Il problema che quasi nessuno ha risolto davvero
Se il tuo SaaS è ospitato su AWS, usa Stripe per i pagamenti, manda email attraverso Mailchimp, traccia gli utenti con Mixpanel, o chiama le API di OpenAI, stai trasferendo dati personali di utenti europei verso gli Stati Uniti. Questo è un trasferimento di dati extra-UE soggetto al Capo V del GDPR — e richiede una base legale specifica.
Non è una questione teorica. Le sanzioni comminate dal Garante e dalle altre autorità europee per trasferimenti non conformi includono casi concreti: Meta ha ricevuto una multa da 1,2 miliardi di euro dall’autorità irlandese nel 2023 proprio per il trasferimento di dati verso gli USA senza una base legale adeguata. Il problema non riguarda solo i grandi player — riguarda qualsiasi organizzazione che usa strumenti americani per trattare dati di utenti europei.
Un po’ di storia: Schrems I e Schrems II
Per capire la situazione attuale è necessario conoscere cosa è successo negli ultimi dieci anni.
Il primo meccanismo pensato per legittimare i trasferimenti UE-USA era il Safe Harbor, un accordo del 2000 che permetteva alle aziende americane di auto-certificarsi come conformi agli standard europei di protezione dei dati. Nel 2015, la Corte di Giustizia dell’UE lo ha dichiarato invalido con la sentenza Schrems I (C-362/14): il meccanismo non garantiva una protezione sostanzialmente equivalente a quella europea, in particolare a causa dei programmi di sorveglianza delle autorità americane.

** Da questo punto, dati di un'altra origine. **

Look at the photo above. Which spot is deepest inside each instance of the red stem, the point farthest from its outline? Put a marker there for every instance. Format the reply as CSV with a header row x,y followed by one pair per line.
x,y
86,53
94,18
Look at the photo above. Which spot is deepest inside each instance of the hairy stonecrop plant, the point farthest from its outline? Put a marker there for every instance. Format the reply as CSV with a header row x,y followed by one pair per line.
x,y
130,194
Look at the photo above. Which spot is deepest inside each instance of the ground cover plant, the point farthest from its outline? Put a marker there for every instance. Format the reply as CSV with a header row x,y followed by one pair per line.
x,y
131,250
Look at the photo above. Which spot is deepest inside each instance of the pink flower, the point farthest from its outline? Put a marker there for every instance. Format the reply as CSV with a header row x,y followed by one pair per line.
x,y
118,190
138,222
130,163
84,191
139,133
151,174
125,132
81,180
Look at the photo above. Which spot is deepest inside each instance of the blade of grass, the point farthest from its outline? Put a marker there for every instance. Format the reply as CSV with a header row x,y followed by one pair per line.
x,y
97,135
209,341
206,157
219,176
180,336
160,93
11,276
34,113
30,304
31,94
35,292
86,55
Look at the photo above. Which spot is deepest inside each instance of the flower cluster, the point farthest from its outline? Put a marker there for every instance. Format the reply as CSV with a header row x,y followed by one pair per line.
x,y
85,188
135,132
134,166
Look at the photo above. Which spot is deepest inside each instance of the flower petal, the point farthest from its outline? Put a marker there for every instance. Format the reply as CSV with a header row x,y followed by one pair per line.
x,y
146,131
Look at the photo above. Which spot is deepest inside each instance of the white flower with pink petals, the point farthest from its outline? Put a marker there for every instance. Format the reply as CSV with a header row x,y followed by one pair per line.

Il Safe Harbor fu sostituito dal Privacy Shield nel 2016. Anche questo meccanismo è stato dichiarato invalido dalla Corte di Giustizia nel luglio 2020 con la sentenza Schrems II (C-311/18): stesso problema di fondo — le leggi americane sulla sorveglianza (FISA Section 702, EO 12333) permettono alle autorità USA di accedere ai dati dei cittadini europei senza le garanzie richieste dal GDPR.
Tra il 2020 e il 2023, il trasferimento di dati verso gli USA era tecnicamente possibile solo attraverso le Standard Contractual Clauses — con un Transfer Impact Assessment obbligatorio per valutare se le garanzie fossero sufficienti. Un sistema complesso, che molte aziende ignoravano o gestivano in modo superficiale.
Il Data Privacy Framework: cosa è e come funziona
Il 10 luglio 2023 la Commissione Europea ha adottato la decisione di adeguatezza per il Data Privacy Framework (DPF) — il terzo tentativo di creare un meccanismo strutturato per i trasferimenti UE-USA.
Il DPF si basa su un impegno formale degli Stati Uniti a limitare l’accesso delle proprie autorità ai dati dei cittadini europei, con l’istituzione di un meccanismo di ricorso indipendente (il Data Protection Review Court). Le aziende americane che vogliono ricevere dati dall’UE sotto il DPF devono certificarsi presso il Dipartimento del Commercio USA, impegnandosi a rispettare i principi del Framework.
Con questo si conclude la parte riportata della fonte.